Sie griffen nicht die Aktivisten an, die jede Woche gegen die
Trennungsmauer in Bil’in und Na’alin demonstrieren. Sie griffen
nicht die Linken an, die jedes Jahr – auch dieses Jahr – die Hilfe
für die Palästinenser bei der Olivenernte in der Nähe der
gefährlichsten Siedlungen organisieren. Sie griffen nicht „die
Frauen in Schwarz“ an, die jeden Freitag gegen die Besatzung
demonstrieren oder die Frauen von Machsom Watch, die an den
Checkpoints ein aufmerksames Auge auf das, was dort durch das
Militär geschieht, werfen. Sie griffen eine Person an, deren ganze
Aktivität auf akademischem Feld liegt.
Die Kämpfe der Aktivisten vor Ort sind wichtig. Aber ihr Hauptzweck
ist der Einfluss auf die öffentliche Meinung. Dies ist das
Hauptschlachtfeld, und dort hat der Wissenschaftler eine wichtige
Rolle zu spielen.
Auf diesem Schlachtfeld stehen sich zwei Visionen gegenüber, zwei
Visionen, die so weit von einander entfernt liegen wie der Westen
vom Osten. Auf der einen Seite das fortschrittliche Israel, modern,
säkular, liberal und demokratisch, das in Frieden und in
Partnerschaft mit Palästina lebt und ein integraler Teil der Region
ist. Auf der andern Seite: ein fanatisches Israel, religiös,
faschistisch, abgeschnitten von der Region und der zivilisierten
Welt, ein Volk, das „abgesondert wohnt und sich nicht zu den Völkern
rechnet“ (4. Mose 23,9) und „wo das Schwert ohne Ende fressen soll?“
(2. Samuel 2,26)
Ze’ev Sternhell ist einer der herausragenden Vertreter der
fortschrittlichen Vision. Seine Positionen sind klar wie die Sterne,
entschlossen und scharfsinnig.
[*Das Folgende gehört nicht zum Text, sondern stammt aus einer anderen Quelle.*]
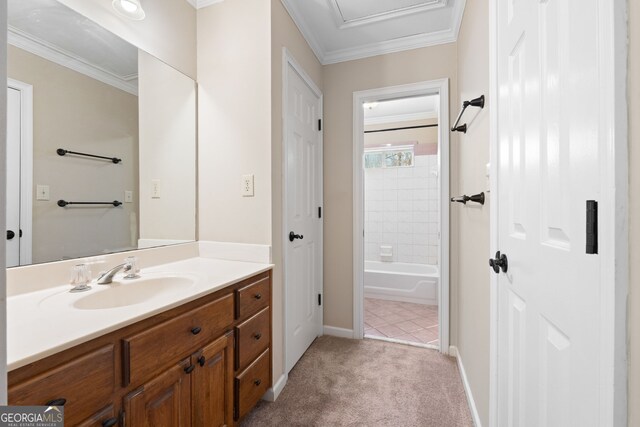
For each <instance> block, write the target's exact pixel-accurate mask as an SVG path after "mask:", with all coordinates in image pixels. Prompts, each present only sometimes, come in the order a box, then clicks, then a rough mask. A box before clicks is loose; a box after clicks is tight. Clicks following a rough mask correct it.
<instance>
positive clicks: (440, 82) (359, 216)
mask: <svg viewBox="0 0 640 427" xmlns="http://www.w3.org/2000/svg"><path fill="white" fill-rule="evenodd" d="M433 94H439V95H440V97H439V100H440V104H439V108H438V110H439V120H438V123H440V124H441V126H439V127H438V135H439V140H440V147H439V149H438V176H439V177H440V200H441V201H442V203H440V206H441V209H440V236H441V239H440V293H439V308H440V309H439V310H438V311H439V314H438V315H439V321H440V326H439V337H440V352H441V353H444V354H448V352H449V333H450V331H449V311H450V307H449V292H450V283H449V268H450V267H449V203H445V201H447V200H449V169H450V167H449V166H450V165H449V128H448V123H449V79H440V80H432V81H428V82H420V83H413V84H408V85H401V86H391V87H385V88H379V89H371V90H365V91H361V92H354V93H353V336H354V338H356V339H362V338H363V337H364V330H363V329H364V307H363V305H364V236H363V234H364V173H363V171H364V169H363V165H362V158H363V154H364V111H363V109H362V104H363V103H365V102H373V101H383V100H387V99H398V98H404V97H409V96H421V95H433Z"/></svg>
Kein überraschendes Ziel für die
Neo-Nazi- Rohrbombenleger.
DAS FELD von Sternhells akademischer Forschung sind die Ursprünge
des Faschismus, ein Thema, das auch mich mein ganzes Leben lang
beschäftigt hat. Die Gründe unseres Interesses sind ähnlich: der
Nazismus hat unserer Kindheit und unserm Schicksal einen
unauslöschlichen Stempel aufgedrückt. Als Kind war ich Zeuge, wie
der Aufstieg des Nazismus in Deutschland hoch kam. Als Kind erlebte
Sternhell dies in Polen, als er – nach dem Tod seines Vaters –
seine Mutter und die Schwester im Holocaust verlor.
„Derjenige, der von kochendem Wasser verbrüht worden ist, ist auch
mit kaltem Wasser vorsichtig,“ sagt ein hebräisches Sprichwort.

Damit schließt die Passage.